A real song never disappoints

- (Kailash Mehra (Sadhu) in conversation with Dileep Kumar Kaul) 
Kashmir Sentinel, Jammu, October 15-31, 1994

Q: When did you start singing?
A: I was in class 3rd in Devaki Arya Putri Pathshala, Hazuri Bagh, Srinagar. On Saturdays the students would do cultural programmes and in one of these programmes my teacher Mr. Swarup Nath Sapru sent me on to the stage to sing. For a moment I could not understand a thing but then I sang a Bhajan and f rom that day I knew that I could sing.

Q: Then you had regular training?
A: In the beginning I learnt at school. Then Mr. Shambhu Nath Sopori groomed me in the Indian classical music. What I am today is because of him.

Q: You were from a Dogra family, how could you be so conversant in Kashmiri songs?
A: My forefathers lived in Kashmir. I too have lived in Kashmir since I was a little child. The language was never a problem. When I was in school, Asha Bhonsle had sung a Kashmiri song 'Lalas vantay chhu sawal'. My Guru Sopori Sahib made me learn it and also the famous Ghazal of the noted Kashmiri poet Abdul Ahad Azad i.e. ''bedard lolaki Bahana kari kari'. I sang this song on many occasions.

Q: In the early seventies you sang two songs 'Karsa myon nyay ande' and 'Mas bu gosay rat ke pyalay hano'. These proved big hits. People still remember these songs. How could you get that 'Kashmiriness' into these songs?
A: It is the Kashmiri folk element which made these songs famous--the feeling which is Kashmir and which flows through my arteries and veins.

Q: But these were solo songs. Do we have solo singing in Kashmiri folk music?
A:  Yes, primarily in Sufiana music. Many of the compositions I sang were in Sufiana music. In group singing also there are moments when every body does not know the song. So a singer sings and all others follow. In Kashmiri Pandits there were professional 'wanwun' singers who would tell the ladies what to sing and then sing with them. So there is ample scope for the solo singing.

Q: Why is the folk song so important?
A: Because the folk song is the real song, and a real song never disappoints you.

Q: What do you mean by a real song?
A:  A real song is the song of the people. At the core of any folk song, there is a call for the people, call for them to join the song. If a singer grasps the essence of this call, it is very easy to communicate with the people.

Q: Then how can we differentiate between the folk songs of different places?
A:  To live in this world we need to communicate with each other. A man has to call another man. This call varies from individual to individual, from society to society and from time to time. For example, a Kashmiri will never call you the way a Dogra does. It is the specific way of calling which makes the song of a particular place. It is the call of that place.

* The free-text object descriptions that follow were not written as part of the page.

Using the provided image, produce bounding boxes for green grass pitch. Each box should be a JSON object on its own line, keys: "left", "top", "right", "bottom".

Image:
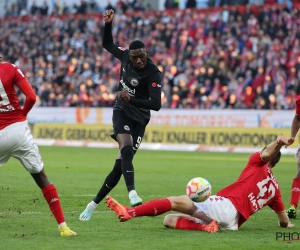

{"left": 0, "top": 146, "right": 299, "bottom": 249}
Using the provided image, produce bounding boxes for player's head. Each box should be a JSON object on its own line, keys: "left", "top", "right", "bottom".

{"left": 269, "top": 151, "right": 281, "bottom": 168}
{"left": 128, "top": 40, "right": 148, "bottom": 70}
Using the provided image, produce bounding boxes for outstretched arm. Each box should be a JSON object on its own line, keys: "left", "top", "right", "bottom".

{"left": 260, "top": 135, "right": 287, "bottom": 162}
{"left": 102, "top": 9, "right": 114, "bottom": 50}
{"left": 102, "top": 9, "right": 126, "bottom": 60}
{"left": 286, "top": 114, "right": 300, "bottom": 147}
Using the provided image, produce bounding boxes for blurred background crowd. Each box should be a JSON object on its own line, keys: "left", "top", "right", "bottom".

{"left": 1, "top": 0, "right": 300, "bottom": 109}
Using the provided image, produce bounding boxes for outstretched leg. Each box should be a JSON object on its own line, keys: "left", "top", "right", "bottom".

{"left": 105, "top": 196, "right": 219, "bottom": 233}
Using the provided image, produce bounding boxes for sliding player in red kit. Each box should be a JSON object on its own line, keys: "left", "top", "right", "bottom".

{"left": 105, "top": 136, "right": 293, "bottom": 232}
{"left": 286, "top": 95, "right": 300, "bottom": 218}
{"left": 0, "top": 54, "right": 76, "bottom": 236}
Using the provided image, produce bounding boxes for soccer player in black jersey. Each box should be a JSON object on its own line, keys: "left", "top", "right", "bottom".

{"left": 79, "top": 9, "right": 162, "bottom": 221}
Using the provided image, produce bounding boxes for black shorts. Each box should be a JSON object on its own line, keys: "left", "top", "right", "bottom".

{"left": 111, "top": 110, "right": 146, "bottom": 152}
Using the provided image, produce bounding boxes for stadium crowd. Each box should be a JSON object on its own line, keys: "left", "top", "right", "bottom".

{"left": 1, "top": 1, "right": 300, "bottom": 109}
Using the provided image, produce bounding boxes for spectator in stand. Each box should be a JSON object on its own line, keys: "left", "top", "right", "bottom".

{"left": 30, "top": 0, "right": 39, "bottom": 15}
{"left": 40, "top": 1, "right": 49, "bottom": 16}
{"left": 105, "top": 1, "right": 116, "bottom": 12}
{"left": 1, "top": 3, "right": 300, "bottom": 110}
{"left": 186, "top": 0, "right": 197, "bottom": 8}
{"left": 165, "top": 0, "right": 179, "bottom": 9}
{"left": 78, "top": 0, "right": 88, "bottom": 14}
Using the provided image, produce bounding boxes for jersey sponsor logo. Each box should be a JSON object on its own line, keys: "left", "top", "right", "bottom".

{"left": 130, "top": 78, "right": 139, "bottom": 87}
{"left": 120, "top": 78, "right": 135, "bottom": 96}
{"left": 118, "top": 47, "right": 126, "bottom": 51}
{"left": 0, "top": 105, "right": 15, "bottom": 112}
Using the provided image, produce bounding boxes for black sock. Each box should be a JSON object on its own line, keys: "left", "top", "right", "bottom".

{"left": 93, "top": 159, "right": 122, "bottom": 204}
{"left": 120, "top": 145, "right": 135, "bottom": 192}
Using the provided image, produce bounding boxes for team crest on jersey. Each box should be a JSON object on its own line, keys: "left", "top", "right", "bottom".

{"left": 130, "top": 78, "right": 139, "bottom": 87}
{"left": 118, "top": 47, "right": 126, "bottom": 51}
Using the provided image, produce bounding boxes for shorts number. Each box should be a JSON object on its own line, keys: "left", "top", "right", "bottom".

{"left": 135, "top": 136, "right": 142, "bottom": 149}
{"left": 0, "top": 79, "right": 10, "bottom": 106}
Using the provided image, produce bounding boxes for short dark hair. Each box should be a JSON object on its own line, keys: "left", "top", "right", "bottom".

{"left": 269, "top": 151, "right": 281, "bottom": 167}
{"left": 129, "top": 40, "right": 145, "bottom": 50}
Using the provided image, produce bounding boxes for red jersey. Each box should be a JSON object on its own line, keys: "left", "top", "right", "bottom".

{"left": 0, "top": 63, "right": 27, "bottom": 130}
{"left": 217, "top": 152, "right": 285, "bottom": 228}
{"left": 296, "top": 95, "right": 300, "bottom": 115}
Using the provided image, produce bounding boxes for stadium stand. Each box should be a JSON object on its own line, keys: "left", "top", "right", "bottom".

{"left": 0, "top": 1, "right": 300, "bottom": 109}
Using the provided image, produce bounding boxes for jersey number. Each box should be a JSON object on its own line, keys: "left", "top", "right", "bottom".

{"left": 0, "top": 79, "right": 10, "bottom": 106}
{"left": 134, "top": 136, "right": 142, "bottom": 150}
{"left": 256, "top": 176, "right": 275, "bottom": 208}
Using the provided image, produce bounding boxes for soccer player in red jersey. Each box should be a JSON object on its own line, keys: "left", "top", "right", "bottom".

{"left": 0, "top": 54, "right": 76, "bottom": 236}
{"left": 285, "top": 95, "right": 300, "bottom": 218}
{"left": 105, "top": 135, "right": 293, "bottom": 232}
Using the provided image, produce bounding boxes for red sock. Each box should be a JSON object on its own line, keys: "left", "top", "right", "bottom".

{"left": 127, "top": 198, "right": 172, "bottom": 217}
{"left": 290, "top": 177, "right": 300, "bottom": 208}
{"left": 42, "top": 184, "right": 65, "bottom": 224}
{"left": 175, "top": 217, "right": 206, "bottom": 231}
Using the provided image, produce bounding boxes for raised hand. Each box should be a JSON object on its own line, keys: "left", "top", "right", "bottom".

{"left": 285, "top": 137, "right": 295, "bottom": 148}
{"left": 276, "top": 135, "right": 288, "bottom": 146}
{"left": 103, "top": 9, "right": 114, "bottom": 23}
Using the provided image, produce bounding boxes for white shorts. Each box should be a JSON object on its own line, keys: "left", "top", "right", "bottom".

{"left": 0, "top": 121, "right": 44, "bottom": 173}
{"left": 194, "top": 195, "right": 239, "bottom": 230}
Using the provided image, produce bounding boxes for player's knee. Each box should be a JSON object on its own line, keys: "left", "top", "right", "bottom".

{"left": 120, "top": 145, "right": 134, "bottom": 161}
{"left": 167, "top": 195, "right": 191, "bottom": 210}
{"left": 163, "top": 214, "right": 177, "bottom": 228}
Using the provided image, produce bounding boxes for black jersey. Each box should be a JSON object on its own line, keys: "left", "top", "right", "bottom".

{"left": 103, "top": 23, "right": 162, "bottom": 125}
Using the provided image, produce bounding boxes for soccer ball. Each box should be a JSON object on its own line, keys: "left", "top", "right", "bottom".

Q: Today when our community in exile is facing the worst times of history, what are the possibilities for our music?
A: There is tremendous pain and agony. We cannot but sing the song of pain. Like our lives, our music also needs an establishment, an identity.

Q. You mean the song of pain will give an identity to our music?
A: The song of pain is everywhere. Even our marriage songs have something of it. Our literature in exile is full of the songs of pain. The artist is the pulse of his times. He cannot escape the pain, agony, struggles and even the joys of his times. And if he does not respond, future will question him, his very being as an artist.